Now many of those massive gabions are buried under silt and covered with vegetation. Recent measurements of the wetlands show they've expanded from 52 acres to 88, thanks in part to the Austins' land management and in part to the restoration work done by the U.S. Fish & Wildlife Service on a refuge located directly across the border. Bird numbers are rebounding—they are often the first to repopulate an area because they don't have to walk or crawl to get there. Some birds that travel immense distances—from Alaska and Canada to Argentina and Chile—are showing up at San Bernardino, using it as a rest and refueling stop.

More than 500 species of native bees have been found in this valley, the highest concentrations anywhere on Earth. As honeybees worldwide disappear at an alarming rate due to colony collapse disorder, a condition that causes them to desert their hives, these native pollinators are thriving, and bee scientist Robert Minckley (son of the famed ichthyologist) is studying them while staying at the Austins' ranch house on San Bernardino.

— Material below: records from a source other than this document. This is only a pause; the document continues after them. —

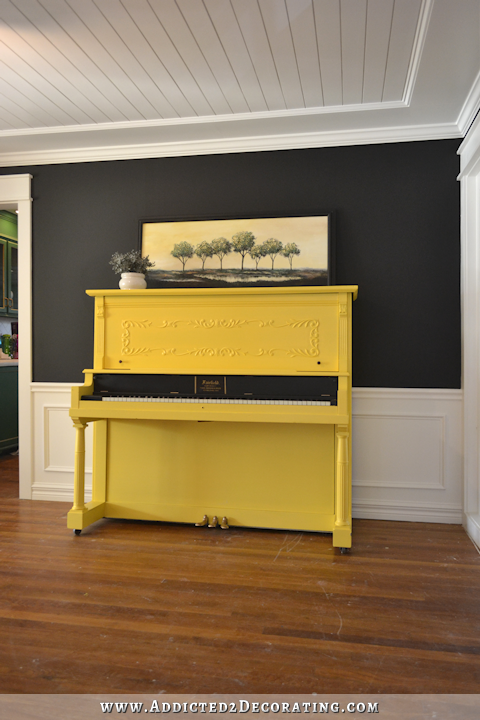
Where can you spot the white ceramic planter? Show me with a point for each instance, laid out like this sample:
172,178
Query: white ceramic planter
132,281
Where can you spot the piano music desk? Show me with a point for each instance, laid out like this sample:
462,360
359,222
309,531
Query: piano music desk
261,465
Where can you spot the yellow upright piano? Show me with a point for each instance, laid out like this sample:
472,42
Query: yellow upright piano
219,407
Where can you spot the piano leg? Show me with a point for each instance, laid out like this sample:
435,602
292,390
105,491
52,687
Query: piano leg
342,532
84,514
79,476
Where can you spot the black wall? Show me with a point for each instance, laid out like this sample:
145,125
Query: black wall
397,236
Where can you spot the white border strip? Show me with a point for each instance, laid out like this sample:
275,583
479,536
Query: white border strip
217,146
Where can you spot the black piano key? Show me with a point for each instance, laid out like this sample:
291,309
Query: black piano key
255,387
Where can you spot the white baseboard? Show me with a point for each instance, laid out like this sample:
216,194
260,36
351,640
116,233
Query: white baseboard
472,526
409,512
407,452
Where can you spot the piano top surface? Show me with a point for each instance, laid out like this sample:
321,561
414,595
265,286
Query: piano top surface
245,291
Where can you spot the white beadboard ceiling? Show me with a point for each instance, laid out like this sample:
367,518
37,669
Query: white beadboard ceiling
100,79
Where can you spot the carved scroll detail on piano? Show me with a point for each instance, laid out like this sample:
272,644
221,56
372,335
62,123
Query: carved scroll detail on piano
126,324
207,351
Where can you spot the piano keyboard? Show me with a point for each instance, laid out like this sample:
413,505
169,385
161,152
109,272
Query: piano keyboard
225,401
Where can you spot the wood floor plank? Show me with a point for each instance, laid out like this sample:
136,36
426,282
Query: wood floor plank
149,607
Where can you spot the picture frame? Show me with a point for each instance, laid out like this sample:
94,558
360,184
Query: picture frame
240,251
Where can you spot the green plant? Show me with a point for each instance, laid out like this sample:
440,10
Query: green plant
130,262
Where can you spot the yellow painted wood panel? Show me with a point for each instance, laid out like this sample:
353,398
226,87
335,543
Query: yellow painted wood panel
179,471
262,335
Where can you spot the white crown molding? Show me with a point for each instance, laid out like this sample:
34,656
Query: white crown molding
53,156
470,107
202,120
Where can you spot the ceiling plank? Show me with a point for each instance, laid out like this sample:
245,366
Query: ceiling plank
211,46
232,23
160,42
183,38
404,25
249,17
353,18
22,106
34,86
110,46
277,26
32,29
302,23
379,24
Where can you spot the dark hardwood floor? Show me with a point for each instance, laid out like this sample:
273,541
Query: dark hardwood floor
131,607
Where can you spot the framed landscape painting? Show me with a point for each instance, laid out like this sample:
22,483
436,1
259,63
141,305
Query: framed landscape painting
239,252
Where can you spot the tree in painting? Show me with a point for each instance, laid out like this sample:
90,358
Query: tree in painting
204,250
242,243
272,248
221,247
256,253
289,251
182,251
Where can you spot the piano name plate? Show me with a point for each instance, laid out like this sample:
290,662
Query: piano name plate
238,402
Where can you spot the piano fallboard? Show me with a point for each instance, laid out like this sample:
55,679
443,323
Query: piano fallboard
215,388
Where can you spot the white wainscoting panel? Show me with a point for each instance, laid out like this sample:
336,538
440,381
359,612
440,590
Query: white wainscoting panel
54,444
407,452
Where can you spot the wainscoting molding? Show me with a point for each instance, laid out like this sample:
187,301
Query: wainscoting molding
407,452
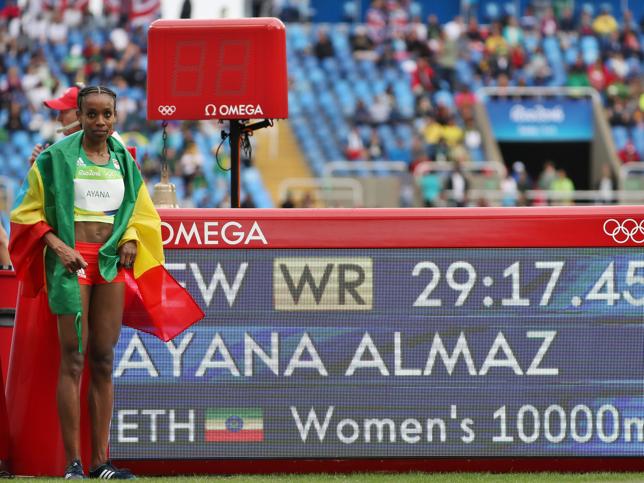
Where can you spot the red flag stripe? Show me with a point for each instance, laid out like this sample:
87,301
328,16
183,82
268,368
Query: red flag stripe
223,436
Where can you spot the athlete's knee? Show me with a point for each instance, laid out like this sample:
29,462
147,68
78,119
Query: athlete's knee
71,362
101,363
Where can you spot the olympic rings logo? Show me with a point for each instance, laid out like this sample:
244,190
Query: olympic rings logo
167,110
627,230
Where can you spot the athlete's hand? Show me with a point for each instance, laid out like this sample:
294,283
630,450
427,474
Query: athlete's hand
127,254
38,148
70,258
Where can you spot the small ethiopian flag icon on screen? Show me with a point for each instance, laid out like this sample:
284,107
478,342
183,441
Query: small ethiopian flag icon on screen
230,424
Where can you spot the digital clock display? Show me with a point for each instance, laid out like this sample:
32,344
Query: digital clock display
320,351
217,69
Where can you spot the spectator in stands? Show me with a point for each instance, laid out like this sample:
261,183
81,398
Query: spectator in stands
458,185
563,188
323,48
452,132
547,176
620,115
548,23
361,45
429,183
433,27
380,110
495,43
422,77
399,152
528,20
307,200
355,148
376,19
288,202
606,186
424,107
630,43
567,21
66,106
447,58
538,67
629,154
375,150
605,23
361,114
509,191
416,46
577,74
464,97
472,136
512,32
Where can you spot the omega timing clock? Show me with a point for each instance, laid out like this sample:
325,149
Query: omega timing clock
217,69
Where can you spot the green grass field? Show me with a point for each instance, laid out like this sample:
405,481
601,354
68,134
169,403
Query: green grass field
404,478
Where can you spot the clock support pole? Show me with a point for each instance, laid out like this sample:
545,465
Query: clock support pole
237,130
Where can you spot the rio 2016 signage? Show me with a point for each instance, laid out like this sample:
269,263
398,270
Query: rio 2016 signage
385,334
562,119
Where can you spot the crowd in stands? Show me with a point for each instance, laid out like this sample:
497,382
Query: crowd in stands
406,91
445,64
43,51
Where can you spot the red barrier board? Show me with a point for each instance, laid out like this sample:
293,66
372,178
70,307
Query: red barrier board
389,286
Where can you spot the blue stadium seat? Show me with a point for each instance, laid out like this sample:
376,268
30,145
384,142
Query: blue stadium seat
620,136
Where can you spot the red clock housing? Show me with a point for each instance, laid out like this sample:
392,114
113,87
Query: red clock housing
217,69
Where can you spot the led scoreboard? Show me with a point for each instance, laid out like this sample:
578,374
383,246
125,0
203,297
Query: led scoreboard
379,336
217,69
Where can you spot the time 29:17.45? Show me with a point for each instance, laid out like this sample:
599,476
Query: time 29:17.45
462,277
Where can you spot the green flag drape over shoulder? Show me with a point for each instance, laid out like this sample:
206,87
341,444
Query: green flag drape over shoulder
155,302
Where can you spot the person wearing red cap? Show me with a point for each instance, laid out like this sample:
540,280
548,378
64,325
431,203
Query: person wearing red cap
66,107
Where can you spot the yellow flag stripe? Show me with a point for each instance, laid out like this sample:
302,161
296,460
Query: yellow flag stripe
144,227
31,208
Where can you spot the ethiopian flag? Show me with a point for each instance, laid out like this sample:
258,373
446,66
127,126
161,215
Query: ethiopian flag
154,302
224,425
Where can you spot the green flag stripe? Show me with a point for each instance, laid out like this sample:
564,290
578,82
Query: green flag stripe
225,413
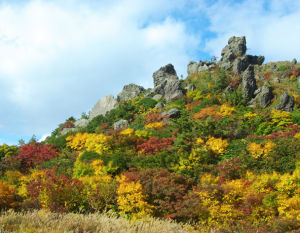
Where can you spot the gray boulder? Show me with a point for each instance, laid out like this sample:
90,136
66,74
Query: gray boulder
172,113
164,73
192,68
130,91
166,83
240,65
120,124
249,82
263,97
173,90
236,47
190,87
286,103
81,123
104,105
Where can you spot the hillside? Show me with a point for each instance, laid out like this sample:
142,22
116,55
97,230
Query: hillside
219,150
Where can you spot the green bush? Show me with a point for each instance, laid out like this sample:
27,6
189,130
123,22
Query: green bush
89,156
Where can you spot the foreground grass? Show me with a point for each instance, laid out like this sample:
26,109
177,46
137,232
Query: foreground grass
44,221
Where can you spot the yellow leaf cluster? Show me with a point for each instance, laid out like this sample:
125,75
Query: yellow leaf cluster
131,200
199,141
155,125
128,131
195,95
143,134
7,197
226,110
90,142
250,116
217,145
257,150
281,118
77,141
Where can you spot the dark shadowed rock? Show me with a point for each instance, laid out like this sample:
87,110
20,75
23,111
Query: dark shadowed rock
120,124
104,105
192,67
286,103
173,90
130,91
172,113
236,47
166,83
240,64
81,123
249,82
164,73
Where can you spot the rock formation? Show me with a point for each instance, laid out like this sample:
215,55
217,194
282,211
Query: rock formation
104,105
130,91
286,103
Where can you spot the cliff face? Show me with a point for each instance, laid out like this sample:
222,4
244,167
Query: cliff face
220,149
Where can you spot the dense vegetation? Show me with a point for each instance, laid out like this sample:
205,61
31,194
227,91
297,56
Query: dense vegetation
220,165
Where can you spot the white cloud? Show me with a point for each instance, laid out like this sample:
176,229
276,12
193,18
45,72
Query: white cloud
271,27
58,58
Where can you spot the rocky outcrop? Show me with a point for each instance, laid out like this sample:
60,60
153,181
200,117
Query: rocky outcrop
263,97
194,67
190,87
120,124
157,97
172,113
234,56
286,103
166,83
164,73
173,90
249,82
159,105
81,123
130,91
104,105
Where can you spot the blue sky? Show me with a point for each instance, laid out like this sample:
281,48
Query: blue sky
59,57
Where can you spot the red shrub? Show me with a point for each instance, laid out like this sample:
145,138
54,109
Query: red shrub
267,76
153,117
170,193
35,153
155,145
62,193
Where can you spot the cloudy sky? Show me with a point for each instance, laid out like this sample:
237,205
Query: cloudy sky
58,57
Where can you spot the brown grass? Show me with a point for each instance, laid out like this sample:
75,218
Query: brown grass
45,221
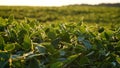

Of course, this valley will never be what it once was—thousands of acres of wetland oasis. Too much land on both sides of the border has been sold off in small plots for housing, roads, golf courses, and malls, or drained for farming. The widening of Route 2 moves inexorably forward. Traffic along the border patrol road has deposited invasive weeds that threaten to wipe out the emerging grasslands yet again.

The Austins' aim is not to resurrect a past landscape but to create a variety of habitats, so as many native species as possible can benefit. A Garden of Eden, in miniature. As Bill Radke, the manager of the San Bernardino National Wildlife Refuge across the border, puts it, "Variety is the spice of life, they say. But it is life, you know, in a place like this."